1. AWS CDK: AWS Cloud Development Kit (CDK) provides all the necessary libraries and modules to develop AWS Step Functions. It allows you to programmatically define tasks and integrates with Amazon State Language.

2. AWS Toolkit for VS Code: AWS Toolkit is an extension for the VS Code editor. Using this extension you can easily create state machines (workflows), execute state machines and visualize state machines as a graph.

Advantages and Disadvantages of AWS Step Functions

AWS Step Functions offer many advantages such as:

  • Easy microservice orchestration for event-driven applications
  • In-built retry mechanism and smart error handling
  • Integration with a wide variety of AWS Services

But at the same time have a few disadvantages:

  • Restricted to a serverless programming paradigm
  • Might be not cost-effective if you are dealing with high-traffic services which need to run for long periods
  • Vendor locked with AWS as Amazon State Language cannot be used in other cloud providers

Monitoring AWS Step Functions

AWS provides several tools to monitor AWS Step Functions:

1. Amazon CloudWatch: AWS stores metrics such as the number of state machines started, the execution time of activities, and how many Lambda functions failed. You can find a detailed description of the different types of metrics available in the next section.

2. X-Ray: AWS X-Ray can be used to visualize the components of your state machine, understand performance bottlenecks, and debug requests that resulted in an error. X-Ray works with other AWS Services as well, so you will be able to analyze your service integrations as well.

Monitoring AWS Step Functions

AWS Step Functions Metrics

AWS collects extensive metrics on AWS Step Function executions. These metrics are stored in CloudWatch under the AWS/States namespace. Let's take a look at the categories of metrics:

Execution Metrics

Metrics for how many times a state machine started, succeeded, and failed. Also, the time it took for the last execution of the state machine.

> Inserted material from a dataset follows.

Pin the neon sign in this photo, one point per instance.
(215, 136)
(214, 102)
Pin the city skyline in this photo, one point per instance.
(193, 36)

Example Metrics: ExecutionTime, ExecutionsSucceeded, ExecutionsTimedOut

Activity Metrics

Metrics for how many activity tasks started, succeeded, and failed. Also, the time it took for each of the activities to complete.

Example Metrics: ActivityRunTime, ActivitiesSucceeded, ActivitiesTimedOut

Lambda Function Metrics

Metrics for how many Lambda functions started, succeeded, and failed. Also, the execution time of each Lambda function run.

Example Metrics: LambdaFunctionRunTime, LambdaFunctionsSucceeded, LambdaFunctionsTimedOut

Service Integration Metrics

Metrics for how many service tasks started succeeded, and failed. Also, the time it took for each of the service tasks to complete.

Example Metrics: ServiceIntegrationRunTime, ServiceIntegrationsSucceeded, ServiceIntegrationsTimedOut

API Metrics

These metrics collect information about the requests to the Step Functions API.

Example Metrics: ThrottledEvents, ProvisionedBucketSize, ProvisionedRefillRate, ConsumedCapacity


  • In this article, you learned what AWS Step Functions are and how they work.
  • We looked at the two different types of workflows - Standard Workflows and Express Workflows.
  • Then we understood the different use cases - microservice orchestration, data processing, and IT automation.
  • We took a look at how we can create an example AWS Step Function with the help of AWS Lambda functions.
  • We learned about the different developer tools offered by AWS - AWS CDK and AWS Toolkit for VS Code.
  • We went through a few advantages and disadvantages of using AWS Step Functions.
  • Finally, we understood how to monitor AWS Step Functions with AWS CloudWatch and AWS X-Ray.